Just to compromise my journalistic integrity further, I’ve just been made producer of the Finborough Theatre’s excellent FinboroughForum strand of discussions. Expect more on related subjects in weeks to come. And fewer reviews of plays running at that particular theatre.
Strangely, it seems that chatshow time has kicked right off in theatres across town. More centrally, the Soho Theatre has just unveiled its own first series of discussions and interviews under its new Director of Talks, Observer literary editor Stephanie Merritt.
The initial outlook was not promising. On the 16th October we get the opportunity to see “Kerry Katona talk to the Guardian’s Hadley Freeman about her new book and celebrity culture”. Leaving aside the obvious nepotism involved in the choice of interviewer, one idly wonders how much Kerry Kantona actually knows about celebrity culture. Yes, she’s been in it (I was confronted with a picture of her sunbathing topless on holiday only the other day in the News of the World) and written a spill-my-guts autobiography, but does all that exposure mean she’ll have any insight whatsoever? It is almost tempting to find out.

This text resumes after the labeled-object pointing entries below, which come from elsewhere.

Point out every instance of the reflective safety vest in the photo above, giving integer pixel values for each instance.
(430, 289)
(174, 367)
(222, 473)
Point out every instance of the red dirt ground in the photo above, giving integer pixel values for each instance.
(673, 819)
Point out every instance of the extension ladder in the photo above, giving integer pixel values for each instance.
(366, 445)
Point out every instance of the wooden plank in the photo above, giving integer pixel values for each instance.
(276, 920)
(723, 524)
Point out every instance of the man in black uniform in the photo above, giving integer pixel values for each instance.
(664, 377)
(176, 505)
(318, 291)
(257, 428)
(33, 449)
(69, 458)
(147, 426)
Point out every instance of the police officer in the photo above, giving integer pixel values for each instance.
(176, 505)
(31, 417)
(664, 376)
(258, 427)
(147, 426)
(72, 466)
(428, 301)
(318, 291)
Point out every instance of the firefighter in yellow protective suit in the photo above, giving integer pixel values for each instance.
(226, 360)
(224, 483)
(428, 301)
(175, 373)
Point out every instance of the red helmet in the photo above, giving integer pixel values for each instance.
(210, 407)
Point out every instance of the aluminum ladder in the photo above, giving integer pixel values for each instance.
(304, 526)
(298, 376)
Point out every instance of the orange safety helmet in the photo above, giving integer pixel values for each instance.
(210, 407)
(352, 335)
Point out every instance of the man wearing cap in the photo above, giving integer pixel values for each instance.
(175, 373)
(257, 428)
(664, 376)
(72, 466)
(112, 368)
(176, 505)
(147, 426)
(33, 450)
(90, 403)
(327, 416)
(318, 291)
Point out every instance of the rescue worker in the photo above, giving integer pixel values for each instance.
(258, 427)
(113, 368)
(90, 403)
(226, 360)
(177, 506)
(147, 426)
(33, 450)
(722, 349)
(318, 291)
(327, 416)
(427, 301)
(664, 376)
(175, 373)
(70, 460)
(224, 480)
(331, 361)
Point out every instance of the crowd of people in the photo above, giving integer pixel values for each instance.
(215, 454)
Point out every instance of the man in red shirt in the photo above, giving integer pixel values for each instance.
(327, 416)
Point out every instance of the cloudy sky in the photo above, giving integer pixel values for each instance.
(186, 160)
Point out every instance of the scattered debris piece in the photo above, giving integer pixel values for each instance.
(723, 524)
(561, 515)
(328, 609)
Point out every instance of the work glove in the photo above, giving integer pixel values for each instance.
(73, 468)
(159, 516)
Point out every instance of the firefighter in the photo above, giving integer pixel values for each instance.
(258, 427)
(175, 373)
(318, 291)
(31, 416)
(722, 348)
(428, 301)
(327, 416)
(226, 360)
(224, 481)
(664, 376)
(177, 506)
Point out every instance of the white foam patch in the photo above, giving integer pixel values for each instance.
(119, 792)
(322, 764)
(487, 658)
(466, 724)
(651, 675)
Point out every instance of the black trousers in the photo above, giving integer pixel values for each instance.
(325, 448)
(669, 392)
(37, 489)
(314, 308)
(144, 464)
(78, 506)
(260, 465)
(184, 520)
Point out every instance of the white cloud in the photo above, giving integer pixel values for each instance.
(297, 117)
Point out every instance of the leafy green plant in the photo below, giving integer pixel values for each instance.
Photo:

A fortnight later on 30th we are offered “Rude Girls” in which “blogger Zoe Margolis (Girl with a One Track Mind) talks to former Erotic Review editor Rowan Pelling about sex and feminism.” - Former Erotic Review editor and Observer columnist, cynics might note. Again, despite the neatly zeitgeist-grabbing tone, is this really any more than tabloid dross served up with a garnish of middlebrow gloss? Wouldn’t it have been rather more interesting to have the blogger and Pelling on the panel, perhaps supplemented by Lucy Prebble - the excellent young playwright behind the forthcoming adaptation of the Belle de Jour blog for television - being interviewed by someone with much less natural sympathy for their project (Ann Widdecombe or Clare Short spring to mind)? As an aside, you’ll note that the TV adaptation has changed the title to The Secret Diary of a Call Girl. The reason? Apparently ITV didn’t think its audience would understand the French, let alone the allusion.

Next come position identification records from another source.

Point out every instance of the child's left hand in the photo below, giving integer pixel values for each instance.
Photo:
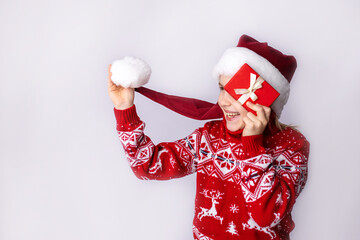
(255, 125)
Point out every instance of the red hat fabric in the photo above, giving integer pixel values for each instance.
(284, 63)
(273, 66)
(276, 68)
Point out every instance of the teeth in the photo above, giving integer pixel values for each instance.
(232, 114)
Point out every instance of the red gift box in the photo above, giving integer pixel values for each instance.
(246, 85)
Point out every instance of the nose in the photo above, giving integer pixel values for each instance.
(225, 98)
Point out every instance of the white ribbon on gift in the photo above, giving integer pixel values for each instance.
(255, 84)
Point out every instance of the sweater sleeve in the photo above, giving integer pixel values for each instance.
(273, 178)
(163, 161)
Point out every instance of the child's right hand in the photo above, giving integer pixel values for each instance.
(122, 98)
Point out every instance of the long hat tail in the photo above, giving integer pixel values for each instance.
(189, 107)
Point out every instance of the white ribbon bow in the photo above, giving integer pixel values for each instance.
(255, 84)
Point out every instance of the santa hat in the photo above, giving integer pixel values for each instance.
(272, 65)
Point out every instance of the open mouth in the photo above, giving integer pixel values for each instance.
(231, 115)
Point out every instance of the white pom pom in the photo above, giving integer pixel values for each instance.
(130, 72)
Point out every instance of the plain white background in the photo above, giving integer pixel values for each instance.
(63, 174)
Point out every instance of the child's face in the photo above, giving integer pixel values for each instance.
(234, 112)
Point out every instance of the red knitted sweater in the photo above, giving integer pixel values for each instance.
(246, 186)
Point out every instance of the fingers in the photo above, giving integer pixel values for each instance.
(263, 112)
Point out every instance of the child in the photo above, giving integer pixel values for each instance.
(250, 168)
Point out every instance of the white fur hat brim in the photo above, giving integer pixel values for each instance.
(232, 60)
(130, 72)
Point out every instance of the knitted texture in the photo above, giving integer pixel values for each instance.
(246, 186)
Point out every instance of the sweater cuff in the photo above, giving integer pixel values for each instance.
(127, 120)
(253, 145)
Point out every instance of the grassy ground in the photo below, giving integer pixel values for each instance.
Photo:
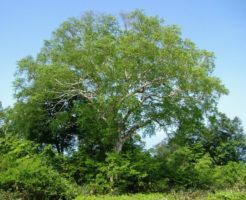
(221, 195)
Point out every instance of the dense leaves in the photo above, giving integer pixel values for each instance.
(95, 88)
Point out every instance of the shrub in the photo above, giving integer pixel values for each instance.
(26, 172)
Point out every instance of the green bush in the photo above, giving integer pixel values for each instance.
(26, 172)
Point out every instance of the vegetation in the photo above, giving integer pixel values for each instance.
(95, 89)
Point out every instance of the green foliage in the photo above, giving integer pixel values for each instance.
(93, 89)
(25, 171)
(123, 197)
(101, 83)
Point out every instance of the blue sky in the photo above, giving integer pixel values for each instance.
(215, 25)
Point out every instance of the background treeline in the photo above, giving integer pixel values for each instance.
(94, 88)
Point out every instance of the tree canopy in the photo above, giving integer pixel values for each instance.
(110, 79)
(94, 89)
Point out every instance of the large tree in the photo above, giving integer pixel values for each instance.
(104, 80)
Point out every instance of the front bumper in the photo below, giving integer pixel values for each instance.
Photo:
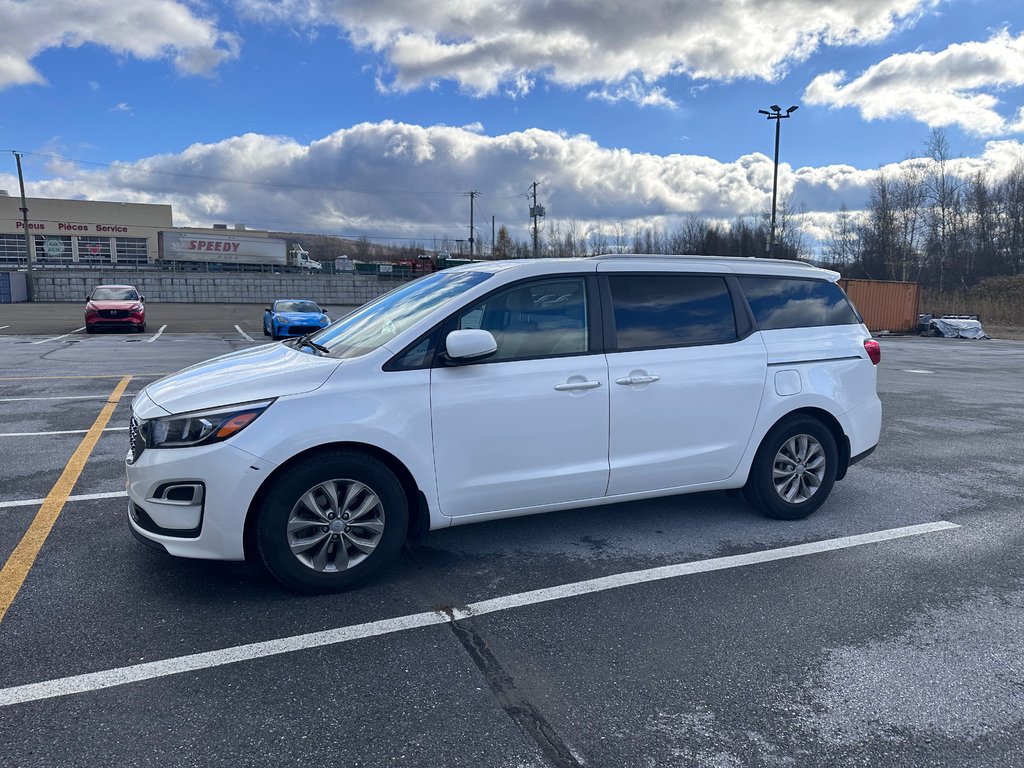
(130, 321)
(193, 502)
(297, 330)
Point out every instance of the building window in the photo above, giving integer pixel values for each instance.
(132, 250)
(53, 249)
(11, 249)
(93, 250)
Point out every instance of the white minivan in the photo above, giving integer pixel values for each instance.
(507, 388)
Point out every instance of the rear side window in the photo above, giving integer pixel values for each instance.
(790, 302)
(669, 310)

As it turns out, the overall programme is considerably better than that. Some of the events further along the schedule look at genuinely interesting questions, alongside a selection of neatly chosen literary and artistic interviews. Clearly Merritt is going to offer a real range and depth of field. From a quick perusal of the debates on offer, Playing With Fire (although, boo to David Edgar's crappy play and using it as a title) asks: “Why do writers and artists deliberately cause offence, even when it wins them death threats?” with a panel that promises Nicholas Hytner and Stewart Lee along with a panel of eminent playwrights and writers to discuss the issues. Which sounds like an excellent event.
In “African? Caribbean? What’s the big fuss?” Tiata Fahodzi’s Artistic Director Femi Elufowoju, jr leads a panel including Roy Williams and Bola Agbaje to discuss “the arguably delicate historical relationship which exists between African and Caribbean descendants living in Britain today”. Given that the subject has been the spur to exciting plays by both, and is an area of discussion which terrifies white media pundits, this should be invaluable.
Elsewhere, Paines Plough’s conversational short new play strand, Later, has resumed at the Trafalgar Studios. The next three are on Monday 17 September, Monday 8 October and Monday 15 October. The first is curated by Leo Butler, the current (excellent and lovely) tutor on the Royal Court’s Young Writer’s Programme, and boasts a line-up that hand-picks some of its star pupils featuring new work from Polly Stenham and Alexandra Wood along with Elinor Cook, Elise Hearst and Ben Ockrent. The following two dates promise Murder at Gobbler's Wood - a collaboration between Robin French, Dennis Kelly and Enda Walsh - along with work from Paines Plough’s Future Perfect 2008.
While from last night Hampstead theatre’s Daring Pairings runs until the end of the week with, again, a selection of collaborations between a wide range of writers, which again have an exciting and innovative look to them. I’m going tonight and tomorrow night on unprecedented Blog-press tickets and will report back tomorrow.
Finally, on the subject of chat shows, I was on last week's Culture Clash on 18 Doughty Street talking about the whole of the Edinburgh experience and the current Andrew Marr series on Radio 4 in case you missed (ha!) it.